Section 10.2. Refinement 1: Reducing Size by Introducing a Loop


10.2. Refinement 1: Reducing Size by Introducing a Loop

As described earlier, a macro (F) was used to repeat the 16 steps of the core processing. In software, this might run a little faster than using a loop. In hardware, though, using the macro in such a way means that we are duplicating that code 16 times, creating a potentially much larger implementation. The obvious solution here is to reduce code repetition by introducing a loop.

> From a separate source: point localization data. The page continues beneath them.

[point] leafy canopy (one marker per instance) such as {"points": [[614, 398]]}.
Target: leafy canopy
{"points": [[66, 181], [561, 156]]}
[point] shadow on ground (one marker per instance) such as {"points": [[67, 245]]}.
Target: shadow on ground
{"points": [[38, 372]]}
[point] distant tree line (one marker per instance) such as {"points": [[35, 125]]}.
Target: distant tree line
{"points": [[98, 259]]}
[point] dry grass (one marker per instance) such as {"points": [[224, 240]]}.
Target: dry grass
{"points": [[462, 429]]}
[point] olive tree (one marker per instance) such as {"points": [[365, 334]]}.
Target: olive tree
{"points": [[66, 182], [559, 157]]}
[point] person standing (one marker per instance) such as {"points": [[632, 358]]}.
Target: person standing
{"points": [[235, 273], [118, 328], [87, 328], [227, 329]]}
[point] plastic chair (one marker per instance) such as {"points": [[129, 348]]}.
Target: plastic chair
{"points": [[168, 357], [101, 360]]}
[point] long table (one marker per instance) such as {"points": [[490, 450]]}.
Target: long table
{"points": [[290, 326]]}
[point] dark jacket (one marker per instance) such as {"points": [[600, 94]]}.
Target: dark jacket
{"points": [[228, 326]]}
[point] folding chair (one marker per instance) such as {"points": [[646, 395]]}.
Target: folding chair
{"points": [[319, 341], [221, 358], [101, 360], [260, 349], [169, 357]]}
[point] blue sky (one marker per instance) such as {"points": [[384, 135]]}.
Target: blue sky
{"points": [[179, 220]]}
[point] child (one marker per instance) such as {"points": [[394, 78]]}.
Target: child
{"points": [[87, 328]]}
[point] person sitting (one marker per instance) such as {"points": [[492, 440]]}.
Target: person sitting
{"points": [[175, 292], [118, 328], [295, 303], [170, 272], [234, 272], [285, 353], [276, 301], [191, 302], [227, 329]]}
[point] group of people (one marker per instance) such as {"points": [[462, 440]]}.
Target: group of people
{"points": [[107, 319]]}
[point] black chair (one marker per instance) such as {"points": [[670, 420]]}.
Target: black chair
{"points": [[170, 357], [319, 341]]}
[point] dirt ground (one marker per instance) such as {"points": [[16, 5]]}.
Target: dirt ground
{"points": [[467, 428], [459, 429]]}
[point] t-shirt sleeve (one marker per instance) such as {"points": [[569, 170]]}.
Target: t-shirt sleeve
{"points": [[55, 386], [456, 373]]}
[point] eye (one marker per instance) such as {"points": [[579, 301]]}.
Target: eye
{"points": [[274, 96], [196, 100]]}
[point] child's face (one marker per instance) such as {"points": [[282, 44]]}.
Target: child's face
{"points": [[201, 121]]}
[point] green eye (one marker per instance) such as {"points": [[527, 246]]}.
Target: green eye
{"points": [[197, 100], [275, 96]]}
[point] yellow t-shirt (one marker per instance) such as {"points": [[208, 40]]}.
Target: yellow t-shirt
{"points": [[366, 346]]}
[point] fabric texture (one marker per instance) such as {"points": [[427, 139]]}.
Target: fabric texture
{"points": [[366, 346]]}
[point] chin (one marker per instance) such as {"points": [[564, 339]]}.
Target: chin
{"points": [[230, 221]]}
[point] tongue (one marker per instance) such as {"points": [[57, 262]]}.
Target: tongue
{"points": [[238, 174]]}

Without making major modifications, we can introduce a loop as follows:

 for (i=0; i<16; i++) {      F(left,right,Ks[i]);     i++;     F(right,left,Ks[i]); } 

Regenerating hardware using the Impulse C tools, we obtain an implementation using about 1,500 slices in the Xilinx device. The looping instructions introduce some extra delay, but the performance is still 9.4 times faster than the unmodified software implementation. In short, for a small hit in performance the design size has been cut roughly in half. Refinement four will shed a somewhat different light on this performance difference.

Tip

Evaluate the use of straight-line code versus loops to help balance cycle delays with hardware size.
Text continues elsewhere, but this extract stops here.